Your house is going to burst into flames, The AFCI TOLD ME.
I would follow the suggestions of other forum members.
You might need whole house rewire, service change, surge protection, back up generator, and a net metering system installed.


----------



## smiley mcrib (Sep 25, 2011)

Ah this is a pretty common situation. Unfortunately the only way to fix it is to have the panel swapped with a new 200 amp panel.

You see, one phase of your system is overloaded and you need to upgrade your entire system before the panel blows up.

Next question please.

Ibtl


----------



## Supfoolitschris (Jan 29, 2013)

U need whole home surge protection. Cletis is our forum salesman. Direct message him for a time and date to schedule an appointment. Thank you for post


----------



## smiley mcrib (Sep 25, 2011)

Supfoolitschris said:


> U need whole home surge protection. Cletis is our forum salesman. Direct message him for a time and date to schedule an appointment. Thank you for post


Aw yes I completely forgot about that, this is also just as important.

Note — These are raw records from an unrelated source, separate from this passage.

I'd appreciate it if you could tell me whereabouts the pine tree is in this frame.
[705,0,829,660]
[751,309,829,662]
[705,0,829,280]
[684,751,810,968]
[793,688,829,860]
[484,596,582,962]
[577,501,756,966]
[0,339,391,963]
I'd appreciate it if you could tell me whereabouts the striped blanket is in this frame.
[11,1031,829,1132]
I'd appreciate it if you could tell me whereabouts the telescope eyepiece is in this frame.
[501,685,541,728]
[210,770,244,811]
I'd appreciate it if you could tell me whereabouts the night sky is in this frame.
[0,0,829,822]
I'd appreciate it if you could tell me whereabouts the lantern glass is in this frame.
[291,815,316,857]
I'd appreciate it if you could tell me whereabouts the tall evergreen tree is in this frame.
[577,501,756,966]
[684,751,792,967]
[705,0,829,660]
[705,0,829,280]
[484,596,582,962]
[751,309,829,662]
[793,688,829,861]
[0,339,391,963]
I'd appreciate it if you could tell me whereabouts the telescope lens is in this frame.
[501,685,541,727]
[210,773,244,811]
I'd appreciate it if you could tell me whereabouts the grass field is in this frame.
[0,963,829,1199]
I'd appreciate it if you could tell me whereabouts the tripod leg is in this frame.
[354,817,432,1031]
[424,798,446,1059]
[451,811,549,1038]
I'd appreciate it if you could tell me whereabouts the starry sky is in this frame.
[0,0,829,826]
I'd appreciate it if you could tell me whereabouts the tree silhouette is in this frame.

Thanks for reminding me.


----------



## thaives (May 1, 2013)

But with that outlet, I can use other devices such as water pump, leaf blower, trimmer, or a hair drier except for the UV light which is just 18w


----------



## 480sparky (Sep 20, 2007)

I gotta ask.......... what, exactly, is an 'electrical technician'?


----------



## forgotflying (Mar 2, 2011)

We electricians(your excluded from that we) use UV lights to test houses for dangerous situations. Your house failed the test, especially considering you were plugged into an AFCI!


----------



## Supfoolitschris (Jan 29, 2013)

forgotflying said:


> We electricians(your excluded from that we) use UV lights to test houses for dangerous situations. Your house failed the test, especially considering you were plugged into an AFCI!

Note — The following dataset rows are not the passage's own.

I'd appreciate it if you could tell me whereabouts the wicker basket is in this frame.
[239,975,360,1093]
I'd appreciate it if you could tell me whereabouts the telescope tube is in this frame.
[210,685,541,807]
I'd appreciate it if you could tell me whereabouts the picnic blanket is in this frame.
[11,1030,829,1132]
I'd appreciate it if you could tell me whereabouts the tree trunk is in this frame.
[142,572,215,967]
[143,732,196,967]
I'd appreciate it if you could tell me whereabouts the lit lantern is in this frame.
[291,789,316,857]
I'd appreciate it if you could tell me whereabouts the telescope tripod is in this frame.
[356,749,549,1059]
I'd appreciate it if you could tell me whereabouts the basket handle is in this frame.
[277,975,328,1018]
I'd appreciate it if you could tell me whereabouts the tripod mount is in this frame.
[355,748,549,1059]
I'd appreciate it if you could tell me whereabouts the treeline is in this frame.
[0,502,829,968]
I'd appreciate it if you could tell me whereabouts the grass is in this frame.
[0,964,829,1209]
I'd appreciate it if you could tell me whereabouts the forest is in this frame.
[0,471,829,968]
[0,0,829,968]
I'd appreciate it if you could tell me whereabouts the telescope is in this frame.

I second this statement. UV lights are an excellent device to troubleshoot and double check common wirings in homes businesses and multi billion dollar nuclear facilities. If u look closely in the opening of the simpsons u will see homer has one plugged in for "just in cases"


----------



## Dennis Alwon (May 9, 2009)

Thaives- you got shut down at Mike Holt forum and then you come here and lie about your credentials.


----------